What should be the answer for these inputs ?
[()()]
2 , 4 or 6
[()(]]
2 or 4
Please reply soon.
I’m confused. I tried 4 times, but wrong answer in test 2. 
([])() in here the number of valid parentheses is 4.
[ ])()[ ])()[ ])()[ ])()[()()]
ans=> 4 : [()()], [()()], [()()], [()()]
[()(]]
ans=>3 : [()(]], [()(]], [()(]]
I wrote a program that failed only on last test. I think the code is correct for this problem. can tell me, what am I missing to check?
def countValidParentheses(sp:str, vp_count:int):
if(sp=='\n' or sp==''):return 1
for i in range(0,len(sp)):
for j in range(i+1, len(sp)):
if((sp[i]== '(' and sp[j]==')')
or (sp[i]== '{' and sp[j]=='}')
or (sp[i]== '[' and sp[j]==']')):
vp_count+=1
return vp_count
from sys import stdin
strings=[]
for line in stdin:
# if(line=='\n'):break
strings.append(line.strip())
for string in strings:
result=countValidParentheses(sp=string,vp_count=0)
print(result)
I wrote a program that failed only on last test.
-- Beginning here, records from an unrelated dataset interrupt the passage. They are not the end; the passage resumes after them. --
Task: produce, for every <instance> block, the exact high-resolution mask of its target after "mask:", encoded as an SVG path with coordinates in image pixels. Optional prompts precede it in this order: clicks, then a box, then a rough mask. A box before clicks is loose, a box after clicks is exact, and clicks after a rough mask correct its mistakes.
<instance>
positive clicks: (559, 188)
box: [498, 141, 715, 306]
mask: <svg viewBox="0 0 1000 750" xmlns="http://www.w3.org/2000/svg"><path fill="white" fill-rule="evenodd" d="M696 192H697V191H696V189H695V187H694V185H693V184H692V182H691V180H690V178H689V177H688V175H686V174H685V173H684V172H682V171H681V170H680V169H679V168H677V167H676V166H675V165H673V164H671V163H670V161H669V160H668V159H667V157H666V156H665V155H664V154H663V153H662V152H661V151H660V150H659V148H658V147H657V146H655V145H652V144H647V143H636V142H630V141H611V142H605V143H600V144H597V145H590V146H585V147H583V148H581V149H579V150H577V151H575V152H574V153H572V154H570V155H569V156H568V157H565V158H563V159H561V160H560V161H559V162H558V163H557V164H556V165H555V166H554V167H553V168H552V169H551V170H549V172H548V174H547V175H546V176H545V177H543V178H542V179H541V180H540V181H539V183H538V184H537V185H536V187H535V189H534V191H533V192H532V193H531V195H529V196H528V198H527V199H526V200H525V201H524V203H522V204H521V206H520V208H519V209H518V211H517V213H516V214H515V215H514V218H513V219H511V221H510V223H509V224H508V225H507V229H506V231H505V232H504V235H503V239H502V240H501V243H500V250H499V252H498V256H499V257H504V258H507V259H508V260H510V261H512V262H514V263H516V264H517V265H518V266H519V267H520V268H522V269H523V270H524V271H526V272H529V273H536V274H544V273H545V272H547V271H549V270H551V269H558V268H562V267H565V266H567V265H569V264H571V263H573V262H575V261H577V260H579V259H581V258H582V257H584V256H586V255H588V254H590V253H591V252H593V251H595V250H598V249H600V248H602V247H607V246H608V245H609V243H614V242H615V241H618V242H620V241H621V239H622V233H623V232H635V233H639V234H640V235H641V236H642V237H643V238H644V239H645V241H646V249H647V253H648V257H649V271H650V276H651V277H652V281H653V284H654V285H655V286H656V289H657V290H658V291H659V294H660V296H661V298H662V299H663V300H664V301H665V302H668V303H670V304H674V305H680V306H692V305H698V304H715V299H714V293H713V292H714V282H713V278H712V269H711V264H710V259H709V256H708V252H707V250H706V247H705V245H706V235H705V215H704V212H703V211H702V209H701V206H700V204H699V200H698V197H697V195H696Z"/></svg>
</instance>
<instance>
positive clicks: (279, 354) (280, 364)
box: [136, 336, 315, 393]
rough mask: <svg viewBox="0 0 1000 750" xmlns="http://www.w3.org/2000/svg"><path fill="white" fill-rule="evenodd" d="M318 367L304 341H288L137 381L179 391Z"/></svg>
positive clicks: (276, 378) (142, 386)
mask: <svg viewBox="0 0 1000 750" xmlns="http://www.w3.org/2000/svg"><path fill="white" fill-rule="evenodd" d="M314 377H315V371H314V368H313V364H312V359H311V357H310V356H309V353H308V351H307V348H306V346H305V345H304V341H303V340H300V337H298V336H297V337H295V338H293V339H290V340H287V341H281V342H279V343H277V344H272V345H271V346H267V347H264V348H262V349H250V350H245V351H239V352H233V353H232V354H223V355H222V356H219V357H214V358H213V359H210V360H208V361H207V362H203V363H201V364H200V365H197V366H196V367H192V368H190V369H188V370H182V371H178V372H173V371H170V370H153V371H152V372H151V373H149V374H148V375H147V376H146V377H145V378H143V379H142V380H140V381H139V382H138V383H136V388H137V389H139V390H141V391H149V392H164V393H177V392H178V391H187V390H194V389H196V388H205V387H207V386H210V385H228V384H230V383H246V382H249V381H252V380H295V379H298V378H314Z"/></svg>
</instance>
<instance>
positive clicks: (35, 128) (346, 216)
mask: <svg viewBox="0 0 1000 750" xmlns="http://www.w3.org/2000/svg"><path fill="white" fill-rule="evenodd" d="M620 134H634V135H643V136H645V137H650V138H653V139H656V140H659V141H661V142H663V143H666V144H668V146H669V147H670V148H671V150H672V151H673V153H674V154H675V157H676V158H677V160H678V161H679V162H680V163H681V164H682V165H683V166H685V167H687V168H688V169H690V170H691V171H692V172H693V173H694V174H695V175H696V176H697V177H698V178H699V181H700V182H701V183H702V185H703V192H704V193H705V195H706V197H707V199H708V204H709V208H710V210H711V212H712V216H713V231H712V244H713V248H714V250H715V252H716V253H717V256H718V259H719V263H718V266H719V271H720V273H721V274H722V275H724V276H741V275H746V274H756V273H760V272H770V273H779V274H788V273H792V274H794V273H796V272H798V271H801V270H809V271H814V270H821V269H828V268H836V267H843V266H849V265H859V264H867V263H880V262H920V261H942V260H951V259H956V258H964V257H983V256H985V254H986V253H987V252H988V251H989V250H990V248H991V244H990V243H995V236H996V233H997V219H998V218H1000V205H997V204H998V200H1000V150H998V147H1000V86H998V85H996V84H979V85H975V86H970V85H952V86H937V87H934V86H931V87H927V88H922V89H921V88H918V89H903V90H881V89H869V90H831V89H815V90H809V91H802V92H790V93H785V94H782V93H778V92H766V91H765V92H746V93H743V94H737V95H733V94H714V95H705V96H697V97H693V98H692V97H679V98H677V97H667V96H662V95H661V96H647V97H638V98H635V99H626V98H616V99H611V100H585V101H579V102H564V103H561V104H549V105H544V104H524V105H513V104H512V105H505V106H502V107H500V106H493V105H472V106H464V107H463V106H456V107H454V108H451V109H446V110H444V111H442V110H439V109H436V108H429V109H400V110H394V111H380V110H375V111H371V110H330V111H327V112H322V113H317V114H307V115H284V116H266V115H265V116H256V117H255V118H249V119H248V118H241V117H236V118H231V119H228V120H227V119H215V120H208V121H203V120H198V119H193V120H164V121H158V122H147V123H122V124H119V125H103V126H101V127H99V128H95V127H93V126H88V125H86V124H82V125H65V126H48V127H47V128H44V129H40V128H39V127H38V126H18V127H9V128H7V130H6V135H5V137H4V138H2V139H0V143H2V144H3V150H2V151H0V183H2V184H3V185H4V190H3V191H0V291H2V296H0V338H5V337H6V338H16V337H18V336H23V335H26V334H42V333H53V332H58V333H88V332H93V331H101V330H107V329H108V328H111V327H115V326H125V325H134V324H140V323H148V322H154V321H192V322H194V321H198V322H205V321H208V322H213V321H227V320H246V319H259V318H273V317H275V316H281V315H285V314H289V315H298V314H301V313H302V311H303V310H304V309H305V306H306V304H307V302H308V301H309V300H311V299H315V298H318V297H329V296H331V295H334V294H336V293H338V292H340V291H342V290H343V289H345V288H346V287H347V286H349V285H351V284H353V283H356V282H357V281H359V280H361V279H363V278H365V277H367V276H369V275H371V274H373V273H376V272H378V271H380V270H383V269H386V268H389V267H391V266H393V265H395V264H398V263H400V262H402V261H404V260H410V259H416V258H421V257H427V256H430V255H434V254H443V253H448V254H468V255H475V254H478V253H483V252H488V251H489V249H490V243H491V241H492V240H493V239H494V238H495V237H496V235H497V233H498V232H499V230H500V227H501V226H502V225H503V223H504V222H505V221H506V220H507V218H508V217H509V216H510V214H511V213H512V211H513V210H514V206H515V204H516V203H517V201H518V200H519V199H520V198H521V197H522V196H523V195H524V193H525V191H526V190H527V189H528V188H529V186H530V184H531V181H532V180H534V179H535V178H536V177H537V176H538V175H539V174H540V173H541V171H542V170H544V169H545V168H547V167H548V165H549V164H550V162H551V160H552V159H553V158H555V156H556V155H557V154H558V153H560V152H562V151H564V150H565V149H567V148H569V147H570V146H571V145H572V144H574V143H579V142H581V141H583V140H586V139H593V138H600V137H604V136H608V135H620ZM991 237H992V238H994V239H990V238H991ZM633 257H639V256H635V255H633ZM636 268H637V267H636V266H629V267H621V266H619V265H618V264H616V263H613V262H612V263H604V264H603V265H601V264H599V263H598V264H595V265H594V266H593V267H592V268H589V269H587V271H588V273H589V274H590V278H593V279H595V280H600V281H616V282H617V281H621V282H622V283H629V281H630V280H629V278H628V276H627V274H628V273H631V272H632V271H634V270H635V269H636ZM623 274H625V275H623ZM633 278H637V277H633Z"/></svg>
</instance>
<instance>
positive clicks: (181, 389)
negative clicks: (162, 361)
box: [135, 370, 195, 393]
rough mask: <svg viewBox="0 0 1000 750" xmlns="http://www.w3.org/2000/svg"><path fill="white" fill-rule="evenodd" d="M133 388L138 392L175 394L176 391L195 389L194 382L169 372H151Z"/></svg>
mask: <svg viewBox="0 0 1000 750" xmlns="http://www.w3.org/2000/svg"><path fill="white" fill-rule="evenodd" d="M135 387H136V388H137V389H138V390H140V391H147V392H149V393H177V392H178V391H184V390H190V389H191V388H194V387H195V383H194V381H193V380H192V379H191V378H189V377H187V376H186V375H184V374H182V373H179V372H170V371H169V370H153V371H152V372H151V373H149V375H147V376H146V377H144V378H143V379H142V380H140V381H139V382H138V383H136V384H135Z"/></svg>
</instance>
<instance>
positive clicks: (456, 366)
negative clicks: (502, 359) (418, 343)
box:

I think the code is correct for this problem. can tell me, what am I missing to check?
def countValidParentheses(sp:str, vp_count:int):
if(sp=='\n' or sp==''):return 1
for i in range(0,len(sp)):
for j in range(i+1, len(sp)):
if((sp[i]== '(' and sp[j]==')')
or (sp[i]== '{' and sp[j]=='}')
or (sp[i]== '[' and sp[j]==']')):
vp_count+=1
return vp_count
from sys import stdin
strings=[]
for line in stdin:
# if(line=='\n'):break
strings.append(line.strip())
for string in strings:
result=countValidParentheses(sp=string,vp_count=0)
print(result)
How can the length of a valid subsequence be an odd number?
Because there are always pairs of brackets in a valid subsequence.
You have to count the number of valid parentheses not the length.